Finding medical records on your parents and grandparents to verify DES use can be challenging.

Doing a medical records search can be frustrating and often ends in disappointment. As years pass the chances for success decline dramatically. When hospitals close and doctors die their records are routinely destroyed. Time is not on your side.

It may work best to write, and enclose a self-addressed stamped envelope rather than making telephone calls to the sources below (with the exception of requests for military records where a form is needed – see below). You are most likely to get a response if you make it easy for the office to reply. Persistence is also important. You may have to try several times to obtain copies of the records, if available. This sample letter may help.

Contacting the Doctor

If the doctor is still practicing, ask in writing for a copy of any records showing medicines you (or your mother) took during pregnancy. Be specific with names and dates. Include a self-addressed stamped envelope.

When a physician retires or dies, there is a chance the practice was transferred to another doctor who took over the records. You can write or call the local County Medical Society and ask who has the doctor’s records now. Those addresses are available from the County Health Department or the State Board of Medical Records. Unfortunately, many records are destroyed when a doctor dies.

Contacting the Hospital

Write to the Medical Records Department of the hospital where your pregnancy or birth took place. A consent form from your mother may be required for release of her medical records. If that is not possible, state that you are requesting your birth records.

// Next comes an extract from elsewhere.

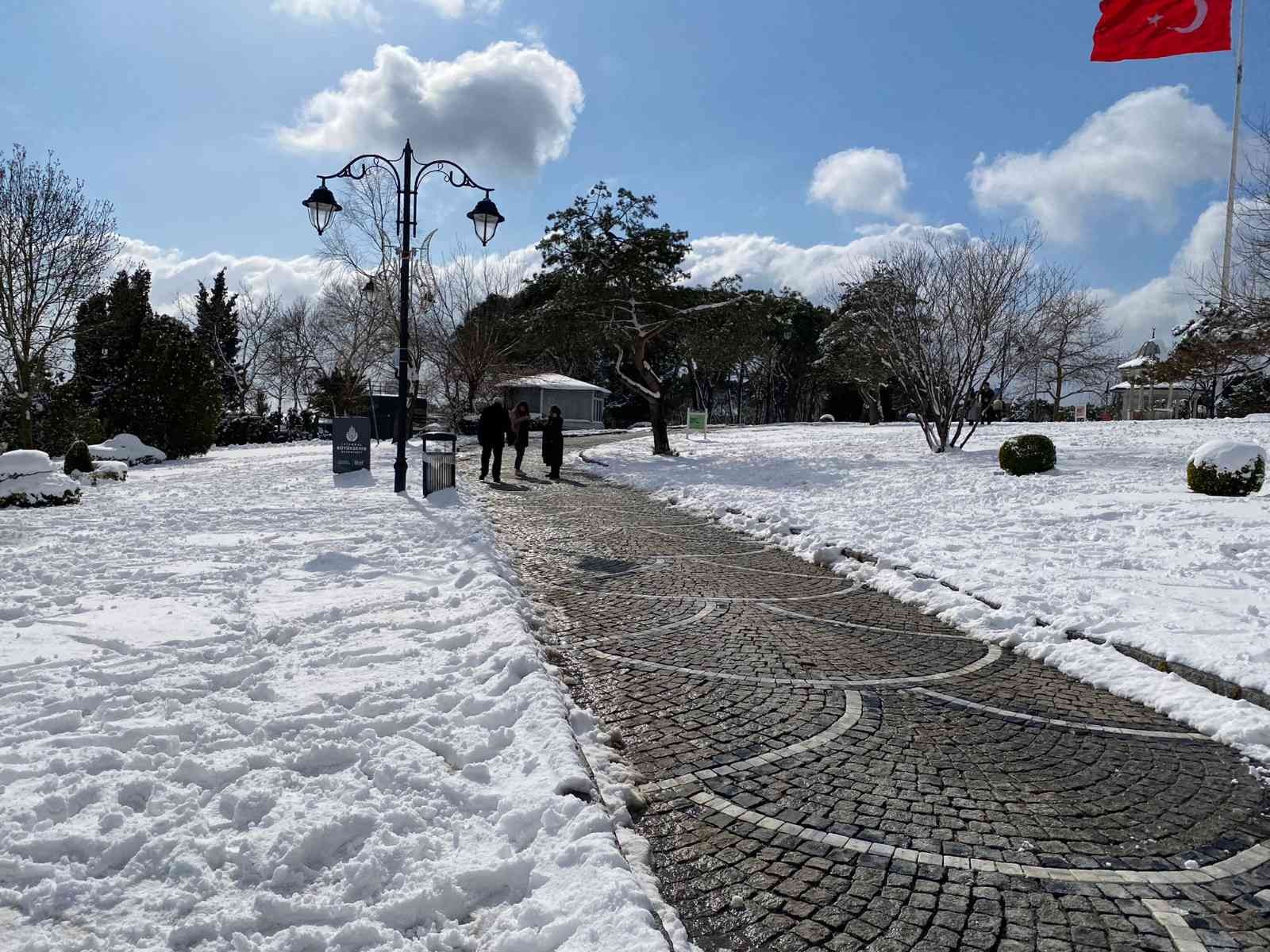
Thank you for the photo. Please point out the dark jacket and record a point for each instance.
(520, 431)
(552, 442)
(495, 425)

Give your mother’s name, the name of the doctor present at delivery (usually listed on your birth certificate) and your date of birth. Ask what medicines taken during pregnancy are listed on your mother’s records.

Contacting the Pharmacy

If you know what pharmacy was used you can request a copy of prescriptions filled during your mother’s pregnancy. Include her name and the approximate date of her pregnancy. Some pharmacists have records going back many years; others do not.

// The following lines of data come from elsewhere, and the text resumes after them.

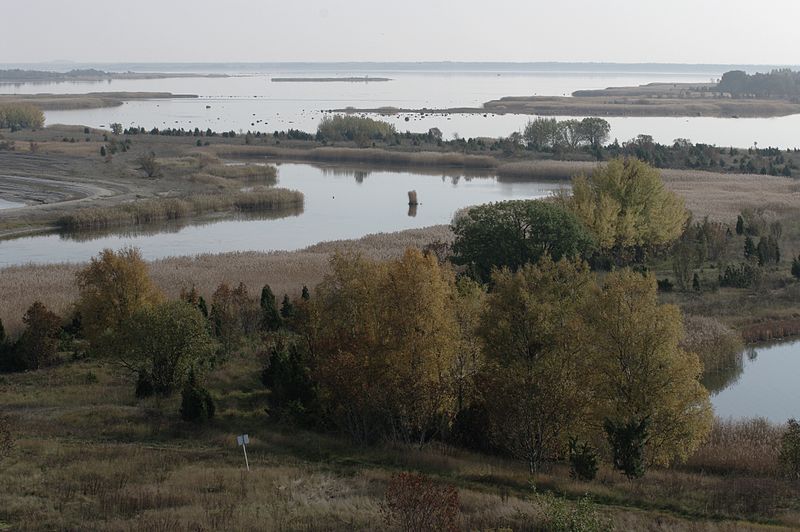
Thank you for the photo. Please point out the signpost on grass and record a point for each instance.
(243, 440)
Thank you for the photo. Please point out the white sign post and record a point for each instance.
(243, 440)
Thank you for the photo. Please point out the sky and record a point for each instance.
(679, 31)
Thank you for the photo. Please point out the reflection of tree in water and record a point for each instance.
(729, 373)
(174, 226)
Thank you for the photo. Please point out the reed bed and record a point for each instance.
(749, 446)
(545, 169)
(363, 155)
(285, 271)
(715, 343)
(262, 172)
(161, 209)
(771, 330)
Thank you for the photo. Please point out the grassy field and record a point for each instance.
(89, 455)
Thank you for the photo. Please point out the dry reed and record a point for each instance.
(148, 211)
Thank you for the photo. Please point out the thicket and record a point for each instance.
(21, 116)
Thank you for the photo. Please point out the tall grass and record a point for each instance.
(748, 446)
(715, 343)
(363, 155)
(153, 210)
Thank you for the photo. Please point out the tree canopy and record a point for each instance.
(513, 233)
(625, 204)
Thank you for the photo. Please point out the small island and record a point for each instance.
(16, 75)
(736, 95)
(365, 79)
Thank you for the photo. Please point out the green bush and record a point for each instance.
(582, 460)
(628, 440)
(514, 233)
(354, 128)
(197, 405)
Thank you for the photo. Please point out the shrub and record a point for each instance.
(197, 405)
(790, 449)
(628, 440)
(514, 233)
(582, 460)
(744, 275)
(354, 128)
(583, 516)
(288, 376)
(6, 440)
(415, 503)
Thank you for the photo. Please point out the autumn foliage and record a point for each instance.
(416, 503)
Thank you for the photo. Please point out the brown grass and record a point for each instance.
(148, 211)
(361, 155)
(285, 272)
(722, 197)
(748, 446)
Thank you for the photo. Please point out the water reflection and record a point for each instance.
(174, 226)
(758, 382)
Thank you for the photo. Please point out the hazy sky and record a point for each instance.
(689, 31)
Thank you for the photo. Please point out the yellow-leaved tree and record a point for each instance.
(537, 378)
(626, 205)
(385, 340)
(112, 288)
(641, 371)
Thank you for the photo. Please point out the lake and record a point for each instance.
(250, 101)
(761, 383)
(340, 203)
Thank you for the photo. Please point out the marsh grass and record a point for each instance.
(153, 210)
(362, 155)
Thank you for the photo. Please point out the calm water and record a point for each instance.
(340, 203)
(5, 204)
(253, 102)
(762, 383)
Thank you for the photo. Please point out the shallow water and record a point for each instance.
(253, 102)
(763, 383)
(340, 203)
(5, 204)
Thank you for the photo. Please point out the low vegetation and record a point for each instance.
(149, 211)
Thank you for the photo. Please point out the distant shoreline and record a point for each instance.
(365, 79)
(87, 75)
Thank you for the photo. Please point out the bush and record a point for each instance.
(582, 460)
(583, 516)
(744, 275)
(20, 116)
(514, 233)
(627, 440)
(415, 503)
(6, 440)
(354, 128)
(790, 449)
(197, 405)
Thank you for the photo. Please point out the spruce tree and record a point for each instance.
(749, 248)
(287, 308)
(271, 318)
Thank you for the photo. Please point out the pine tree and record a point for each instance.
(749, 248)
(202, 306)
(287, 308)
(197, 405)
(628, 440)
(271, 318)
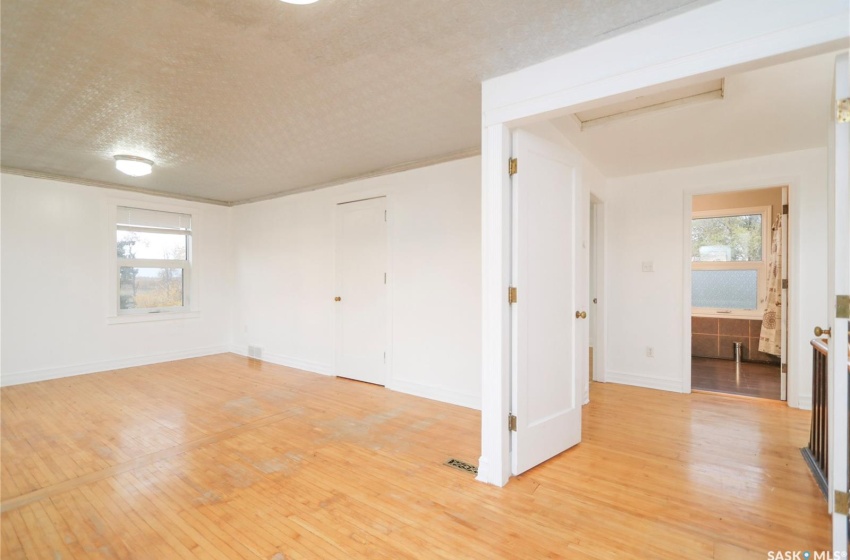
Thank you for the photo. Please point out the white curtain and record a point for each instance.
(770, 339)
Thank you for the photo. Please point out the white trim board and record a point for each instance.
(672, 384)
(289, 361)
(8, 379)
(435, 394)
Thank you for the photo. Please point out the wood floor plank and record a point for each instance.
(222, 457)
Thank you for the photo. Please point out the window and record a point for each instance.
(728, 256)
(154, 260)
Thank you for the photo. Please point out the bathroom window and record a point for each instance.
(728, 256)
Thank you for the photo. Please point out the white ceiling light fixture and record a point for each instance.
(133, 165)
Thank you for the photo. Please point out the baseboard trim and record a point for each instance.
(288, 361)
(672, 385)
(9, 379)
(435, 394)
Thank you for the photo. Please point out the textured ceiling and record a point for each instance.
(240, 99)
(770, 110)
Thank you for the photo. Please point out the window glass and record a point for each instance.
(145, 245)
(725, 289)
(727, 239)
(146, 288)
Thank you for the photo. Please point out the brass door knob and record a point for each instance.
(821, 332)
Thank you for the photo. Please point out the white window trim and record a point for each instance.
(191, 309)
(759, 266)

Interpreting the Prescription

Sometimes it is difficult to tell if a prescription contained DES. Of note is that medications that did not contain DES were given to women during pregnancy. Also, complicating matters is that some prenatal vitamins contained DES. But there is no way that we know about for determining what was contained in those vitamins. DES was prescribed under a variety of brand names, however, in the United States it was usually listed as either DES or Stilbestrol.

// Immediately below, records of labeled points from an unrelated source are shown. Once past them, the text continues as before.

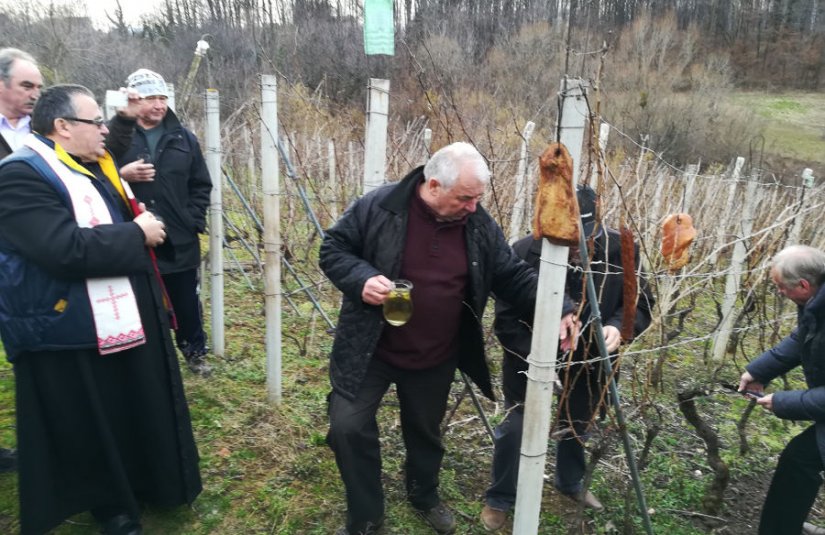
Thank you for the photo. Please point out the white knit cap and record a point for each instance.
(147, 83)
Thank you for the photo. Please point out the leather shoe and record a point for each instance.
(369, 528)
(439, 518)
(810, 529)
(493, 519)
(8, 460)
(121, 524)
(588, 500)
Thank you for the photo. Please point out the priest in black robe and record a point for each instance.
(103, 424)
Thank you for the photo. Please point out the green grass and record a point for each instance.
(267, 469)
(794, 124)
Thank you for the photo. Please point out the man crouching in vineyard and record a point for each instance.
(429, 229)
(798, 272)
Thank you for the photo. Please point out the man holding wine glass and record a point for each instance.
(428, 229)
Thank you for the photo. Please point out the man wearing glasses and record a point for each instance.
(20, 85)
(103, 423)
(165, 167)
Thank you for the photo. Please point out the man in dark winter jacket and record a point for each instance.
(583, 376)
(798, 272)
(168, 173)
(430, 229)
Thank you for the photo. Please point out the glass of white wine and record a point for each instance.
(398, 305)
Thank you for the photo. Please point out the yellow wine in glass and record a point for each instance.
(398, 305)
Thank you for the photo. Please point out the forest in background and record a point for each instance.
(665, 67)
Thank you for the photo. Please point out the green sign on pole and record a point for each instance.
(379, 32)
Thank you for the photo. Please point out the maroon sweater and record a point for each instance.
(435, 260)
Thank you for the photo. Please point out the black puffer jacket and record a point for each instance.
(180, 191)
(369, 240)
(805, 347)
(514, 330)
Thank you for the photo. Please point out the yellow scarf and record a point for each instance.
(107, 165)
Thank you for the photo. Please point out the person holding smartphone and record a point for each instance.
(798, 272)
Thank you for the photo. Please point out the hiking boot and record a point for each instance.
(368, 529)
(439, 518)
(589, 500)
(493, 519)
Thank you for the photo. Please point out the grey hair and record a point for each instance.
(7, 58)
(446, 164)
(800, 262)
(54, 103)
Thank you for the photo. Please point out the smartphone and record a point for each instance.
(116, 99)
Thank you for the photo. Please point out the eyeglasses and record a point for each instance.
(97, 122)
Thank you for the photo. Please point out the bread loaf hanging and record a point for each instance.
(677, 235)
(557, 213)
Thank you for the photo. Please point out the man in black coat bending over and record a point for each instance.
(583, 376)
(798, 272)
(428, 228)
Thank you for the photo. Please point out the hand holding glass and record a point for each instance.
(398, 305)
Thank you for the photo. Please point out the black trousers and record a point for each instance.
(353, 437)
(182, 288)
(794, 486)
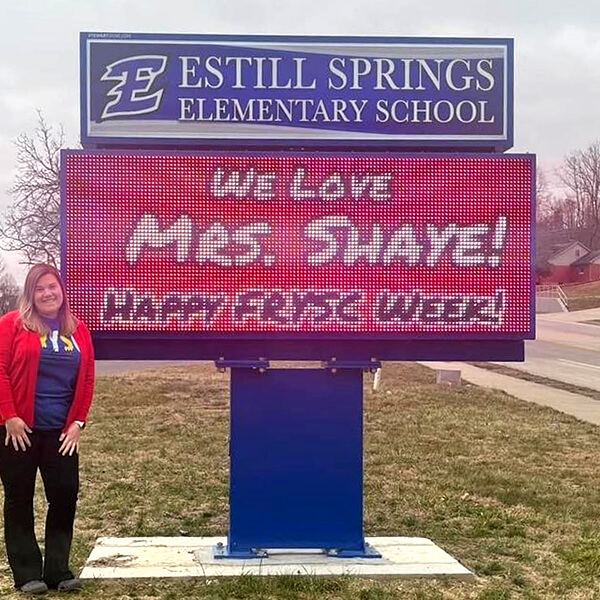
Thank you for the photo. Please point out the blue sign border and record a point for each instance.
(306, 346)
(491, 144)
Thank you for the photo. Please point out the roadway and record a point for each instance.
(567, 348)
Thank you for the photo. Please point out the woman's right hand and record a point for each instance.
(16, 432)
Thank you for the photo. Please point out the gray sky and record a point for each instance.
(557, 54)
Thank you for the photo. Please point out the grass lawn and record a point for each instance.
(510, 489)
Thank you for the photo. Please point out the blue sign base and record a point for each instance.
(296, 454)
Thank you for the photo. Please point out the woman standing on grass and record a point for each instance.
(46, 388)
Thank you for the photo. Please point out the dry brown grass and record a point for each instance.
(508, 488)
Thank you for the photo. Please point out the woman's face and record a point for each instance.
(48, 297)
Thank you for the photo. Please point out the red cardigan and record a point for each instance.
(20, 351)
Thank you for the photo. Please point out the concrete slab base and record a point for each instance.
(124, 558)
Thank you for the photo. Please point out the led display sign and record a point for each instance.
(289, 90)
(255, 244)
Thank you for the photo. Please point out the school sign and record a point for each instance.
(142, 89)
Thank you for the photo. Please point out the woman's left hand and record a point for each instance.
(70, 440)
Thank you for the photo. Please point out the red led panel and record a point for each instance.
(401, 245)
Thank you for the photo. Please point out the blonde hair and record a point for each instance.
(32, 320)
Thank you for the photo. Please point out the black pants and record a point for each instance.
(60, 475)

How to Get Military Records

If your mother received pregnancy care from the military you can request a copy of the medical records by contacting the military and requesting Standard Form 180: Access to Military Service and Pension Records

Tax Returns and Sewing Kits

One member found medical itemized deductions for stilbestrol in their mother’s tax returns. They also recommend checking old sewing kits or button boxes as the glass prescription bottles were sometimes reused.